Webデザインの世界において、アンダーラインを引くためのプロパティとして長年親しまれてきたtext-decoration。かつてはリンクのデフォルトスタイルを消すために「none」を指定するだけの存在でしたが、現代のCSSにおけるその役割は大きく進化しています。実務の現場で、より洗練されたUIを実装するために知っておくべき「text-decoration」の深掘りテクニックを解説します。
text-decoration-skip-inkがもたらす可読性の向上
皆さんは、日本語のテキストにアンダーラインを引いた際、ディセンダー(「g」「j」「y」などの下に突き出す部分)や、日本語の「り」「め」などの払いが線と重なって読みづらくなった経験はないでしょうか。

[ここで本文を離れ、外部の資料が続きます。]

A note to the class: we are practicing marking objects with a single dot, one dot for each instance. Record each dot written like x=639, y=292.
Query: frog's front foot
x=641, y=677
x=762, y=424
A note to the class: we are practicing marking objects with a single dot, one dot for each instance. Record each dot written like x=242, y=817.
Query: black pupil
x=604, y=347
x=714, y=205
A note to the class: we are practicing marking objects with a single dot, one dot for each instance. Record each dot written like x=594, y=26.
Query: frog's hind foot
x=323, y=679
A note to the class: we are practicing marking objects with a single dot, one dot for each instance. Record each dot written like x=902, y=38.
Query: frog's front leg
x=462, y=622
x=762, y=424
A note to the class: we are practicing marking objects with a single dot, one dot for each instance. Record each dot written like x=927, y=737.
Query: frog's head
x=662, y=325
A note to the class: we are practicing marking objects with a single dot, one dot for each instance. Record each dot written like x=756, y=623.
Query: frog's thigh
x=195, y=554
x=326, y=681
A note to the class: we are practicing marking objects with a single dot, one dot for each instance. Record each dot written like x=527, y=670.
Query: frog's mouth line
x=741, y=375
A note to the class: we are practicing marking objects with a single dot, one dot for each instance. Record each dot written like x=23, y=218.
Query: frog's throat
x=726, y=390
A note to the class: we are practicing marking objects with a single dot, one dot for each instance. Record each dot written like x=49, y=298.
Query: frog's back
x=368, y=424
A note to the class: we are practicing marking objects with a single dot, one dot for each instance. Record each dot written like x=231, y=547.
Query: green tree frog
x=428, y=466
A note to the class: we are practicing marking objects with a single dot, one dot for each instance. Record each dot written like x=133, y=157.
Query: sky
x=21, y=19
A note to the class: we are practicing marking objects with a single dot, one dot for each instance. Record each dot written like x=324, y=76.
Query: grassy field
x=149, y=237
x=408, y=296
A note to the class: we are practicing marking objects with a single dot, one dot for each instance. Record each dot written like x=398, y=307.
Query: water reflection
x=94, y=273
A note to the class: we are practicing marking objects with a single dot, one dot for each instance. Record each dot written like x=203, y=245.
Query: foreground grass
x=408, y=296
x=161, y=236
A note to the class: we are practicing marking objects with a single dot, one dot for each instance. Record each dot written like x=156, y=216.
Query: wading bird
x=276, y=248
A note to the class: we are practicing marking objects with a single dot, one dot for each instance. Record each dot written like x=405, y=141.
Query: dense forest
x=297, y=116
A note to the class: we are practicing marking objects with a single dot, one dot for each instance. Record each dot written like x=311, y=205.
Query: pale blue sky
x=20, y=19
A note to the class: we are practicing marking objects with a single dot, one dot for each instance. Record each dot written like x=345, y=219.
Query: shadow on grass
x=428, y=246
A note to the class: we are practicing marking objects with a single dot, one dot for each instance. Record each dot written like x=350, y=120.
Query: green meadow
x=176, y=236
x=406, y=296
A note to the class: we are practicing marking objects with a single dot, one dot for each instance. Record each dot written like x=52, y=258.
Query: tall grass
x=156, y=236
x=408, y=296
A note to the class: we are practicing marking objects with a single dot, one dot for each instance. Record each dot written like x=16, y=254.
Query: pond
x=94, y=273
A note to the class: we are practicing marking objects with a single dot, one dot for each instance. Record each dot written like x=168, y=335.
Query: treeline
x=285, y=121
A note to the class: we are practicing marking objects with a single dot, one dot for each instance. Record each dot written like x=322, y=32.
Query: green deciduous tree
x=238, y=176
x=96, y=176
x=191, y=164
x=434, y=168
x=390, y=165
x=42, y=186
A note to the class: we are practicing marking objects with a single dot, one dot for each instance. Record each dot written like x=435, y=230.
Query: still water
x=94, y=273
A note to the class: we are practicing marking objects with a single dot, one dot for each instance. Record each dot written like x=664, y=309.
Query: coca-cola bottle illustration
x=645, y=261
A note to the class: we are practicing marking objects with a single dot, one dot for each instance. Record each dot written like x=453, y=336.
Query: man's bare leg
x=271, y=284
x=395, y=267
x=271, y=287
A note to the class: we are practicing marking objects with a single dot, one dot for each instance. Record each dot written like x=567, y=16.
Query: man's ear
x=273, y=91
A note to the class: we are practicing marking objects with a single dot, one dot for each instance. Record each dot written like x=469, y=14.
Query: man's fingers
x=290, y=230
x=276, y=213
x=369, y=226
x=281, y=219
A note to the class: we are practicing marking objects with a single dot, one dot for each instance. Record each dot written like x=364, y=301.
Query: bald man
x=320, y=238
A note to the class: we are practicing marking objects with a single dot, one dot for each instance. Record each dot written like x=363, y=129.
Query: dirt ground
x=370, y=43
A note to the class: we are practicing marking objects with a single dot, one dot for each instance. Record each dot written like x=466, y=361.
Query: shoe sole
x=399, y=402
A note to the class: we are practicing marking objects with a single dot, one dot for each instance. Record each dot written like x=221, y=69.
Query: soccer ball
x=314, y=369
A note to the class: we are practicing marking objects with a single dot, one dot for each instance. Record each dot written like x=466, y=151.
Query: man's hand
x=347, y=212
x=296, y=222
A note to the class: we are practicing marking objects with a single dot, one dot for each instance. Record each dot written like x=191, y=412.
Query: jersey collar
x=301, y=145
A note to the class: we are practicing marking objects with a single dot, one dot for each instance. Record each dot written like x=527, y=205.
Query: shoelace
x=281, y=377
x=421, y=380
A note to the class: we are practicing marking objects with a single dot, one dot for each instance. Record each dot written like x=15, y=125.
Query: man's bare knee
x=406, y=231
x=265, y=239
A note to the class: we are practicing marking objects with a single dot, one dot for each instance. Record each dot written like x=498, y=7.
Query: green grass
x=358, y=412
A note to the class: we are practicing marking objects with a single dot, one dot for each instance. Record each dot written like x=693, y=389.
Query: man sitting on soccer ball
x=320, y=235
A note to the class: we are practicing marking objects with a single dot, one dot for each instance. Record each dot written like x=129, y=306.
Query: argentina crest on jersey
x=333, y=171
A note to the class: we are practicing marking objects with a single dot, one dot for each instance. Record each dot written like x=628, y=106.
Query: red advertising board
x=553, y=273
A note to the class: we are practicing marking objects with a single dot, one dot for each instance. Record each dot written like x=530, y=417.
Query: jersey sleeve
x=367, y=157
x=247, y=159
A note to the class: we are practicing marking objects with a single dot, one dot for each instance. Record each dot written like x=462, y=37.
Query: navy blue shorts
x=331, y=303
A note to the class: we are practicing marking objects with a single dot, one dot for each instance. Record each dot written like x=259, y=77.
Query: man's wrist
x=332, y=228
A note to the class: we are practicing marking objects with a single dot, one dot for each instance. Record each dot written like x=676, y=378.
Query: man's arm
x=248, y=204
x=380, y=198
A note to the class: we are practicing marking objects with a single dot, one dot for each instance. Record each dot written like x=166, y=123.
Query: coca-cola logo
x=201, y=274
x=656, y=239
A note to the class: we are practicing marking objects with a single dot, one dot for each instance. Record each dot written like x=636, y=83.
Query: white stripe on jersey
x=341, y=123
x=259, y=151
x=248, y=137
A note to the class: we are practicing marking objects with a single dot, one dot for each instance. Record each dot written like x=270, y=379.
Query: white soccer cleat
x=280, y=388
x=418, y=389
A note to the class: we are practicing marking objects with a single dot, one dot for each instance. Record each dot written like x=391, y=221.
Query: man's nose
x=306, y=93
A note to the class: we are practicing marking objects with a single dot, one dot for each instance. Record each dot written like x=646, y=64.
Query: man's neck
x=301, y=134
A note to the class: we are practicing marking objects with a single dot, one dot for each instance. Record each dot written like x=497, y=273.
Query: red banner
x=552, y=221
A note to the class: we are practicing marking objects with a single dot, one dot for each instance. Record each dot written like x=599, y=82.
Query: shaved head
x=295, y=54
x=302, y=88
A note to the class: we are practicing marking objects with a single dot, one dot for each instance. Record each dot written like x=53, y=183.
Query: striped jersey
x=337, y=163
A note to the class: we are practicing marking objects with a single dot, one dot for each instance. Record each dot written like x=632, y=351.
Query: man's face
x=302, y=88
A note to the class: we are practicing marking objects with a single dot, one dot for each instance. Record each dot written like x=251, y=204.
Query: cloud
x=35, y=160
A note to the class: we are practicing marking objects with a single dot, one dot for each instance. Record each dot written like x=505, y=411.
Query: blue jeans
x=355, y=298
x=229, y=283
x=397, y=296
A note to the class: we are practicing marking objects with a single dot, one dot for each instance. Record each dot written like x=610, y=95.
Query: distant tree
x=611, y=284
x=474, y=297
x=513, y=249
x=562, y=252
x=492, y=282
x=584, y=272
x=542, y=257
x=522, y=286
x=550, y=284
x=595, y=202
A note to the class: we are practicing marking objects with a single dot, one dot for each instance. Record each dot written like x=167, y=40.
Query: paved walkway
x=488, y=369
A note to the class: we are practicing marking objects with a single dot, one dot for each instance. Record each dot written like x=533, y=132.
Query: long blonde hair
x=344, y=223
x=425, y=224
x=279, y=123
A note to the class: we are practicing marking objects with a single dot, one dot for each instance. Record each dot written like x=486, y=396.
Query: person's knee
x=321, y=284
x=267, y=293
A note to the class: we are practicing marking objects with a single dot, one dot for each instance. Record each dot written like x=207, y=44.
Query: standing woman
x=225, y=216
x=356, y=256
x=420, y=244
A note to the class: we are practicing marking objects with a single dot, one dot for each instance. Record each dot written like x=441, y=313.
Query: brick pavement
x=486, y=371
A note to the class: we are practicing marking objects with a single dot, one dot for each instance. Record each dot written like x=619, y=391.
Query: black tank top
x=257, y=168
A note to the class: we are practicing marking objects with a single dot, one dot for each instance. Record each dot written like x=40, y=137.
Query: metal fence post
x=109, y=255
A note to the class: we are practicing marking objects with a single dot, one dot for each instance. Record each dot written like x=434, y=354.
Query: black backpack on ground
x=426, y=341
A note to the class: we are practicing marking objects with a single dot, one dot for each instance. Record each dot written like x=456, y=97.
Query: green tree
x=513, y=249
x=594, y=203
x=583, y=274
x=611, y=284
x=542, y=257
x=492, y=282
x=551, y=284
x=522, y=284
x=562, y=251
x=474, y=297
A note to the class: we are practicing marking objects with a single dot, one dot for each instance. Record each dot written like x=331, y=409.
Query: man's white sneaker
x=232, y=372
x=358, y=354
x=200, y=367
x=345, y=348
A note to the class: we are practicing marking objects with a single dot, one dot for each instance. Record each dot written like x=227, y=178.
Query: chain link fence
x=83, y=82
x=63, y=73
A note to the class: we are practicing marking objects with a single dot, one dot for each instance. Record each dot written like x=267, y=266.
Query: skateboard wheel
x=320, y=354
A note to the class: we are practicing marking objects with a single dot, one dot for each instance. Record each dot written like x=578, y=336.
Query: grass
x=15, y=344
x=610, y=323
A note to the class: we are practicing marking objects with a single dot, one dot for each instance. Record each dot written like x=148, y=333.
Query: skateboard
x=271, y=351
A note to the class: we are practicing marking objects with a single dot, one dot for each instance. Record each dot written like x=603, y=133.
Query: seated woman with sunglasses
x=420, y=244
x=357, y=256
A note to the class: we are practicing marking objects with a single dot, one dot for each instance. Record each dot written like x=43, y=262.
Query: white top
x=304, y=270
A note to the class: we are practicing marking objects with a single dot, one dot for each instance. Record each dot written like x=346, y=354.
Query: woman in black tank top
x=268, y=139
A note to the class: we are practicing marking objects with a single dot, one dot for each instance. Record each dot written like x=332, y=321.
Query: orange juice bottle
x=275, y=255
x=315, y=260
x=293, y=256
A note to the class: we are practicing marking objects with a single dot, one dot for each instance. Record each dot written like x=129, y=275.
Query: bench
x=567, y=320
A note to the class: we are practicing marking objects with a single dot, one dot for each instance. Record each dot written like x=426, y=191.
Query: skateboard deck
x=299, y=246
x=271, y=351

これを解消するのが「text-decoration-skip-ink: auto;」です。これを指定するだけで、ブラウザが自動的に文字の形状に合わせて線を避けて描画してくれます。わずか一行の指定ですが、細部への配慮がユーザーのストレスを軽減し、サイトの品質を一段階引き上げます。
下線のカスタマイズでデザインに統一感を
かつてはborder-bottomで代用していた「線と文字の間隔」や「線の色・太さ・スタイル」の調整も、現在はtext-decoration系のプロパティで完結します。例えば「text-underline-offset」を使えば、ベースラインからの距離をミリ単位で調整可能です。また、「text-decoration-color」でリンク色と異なるアクセントカラーを適用したり、「text-decoration-thickness」で線の太さを変えてホバー時のアニメーションに深みを出したりと、表現の幅は格段に広がりました。
実務での注意点:アクセシビリティの確保
一方で、デザイン性を優先するあまり、リンクの視認性を損なうケースも散見されます。特に「text-decoration: none;」を安易に使用し、マウスオーバーするまでリンクだと分からないUIは、アクセシビリティの観点から避けるべきです。
私たちが推奨するモダンな実装手法は、通常時は「text-decoration-thickness: 1px;」で細く控えめに見せ、ホバー時に「text-underline-offset: 4px;」と「thickness: 3px;」を組み合わせることで、インタラクションとしての「変化」を強調するスタイルです。
結論:小手先ではない「意図」のある装飾を
text-decorationは単なる飾りではなく、ユーザーに「ここが操作可能である」という情報を伝えるための重要なUI要素です。ブラウザのデフォルトスタイルを安易に打ち消すのではなく、プロパティの特性を理解した上で、サイトのトーン&マナーに合わせた最適な線を設計する。そんな「エンジニアリング視点を持ったデザイン」こそが、シニアデザイナーとして私たちが目指すべき領域ではないでしょうか。ぜひ、次回のコーディングから、このプロパティの細かな制御にこだわってみてください。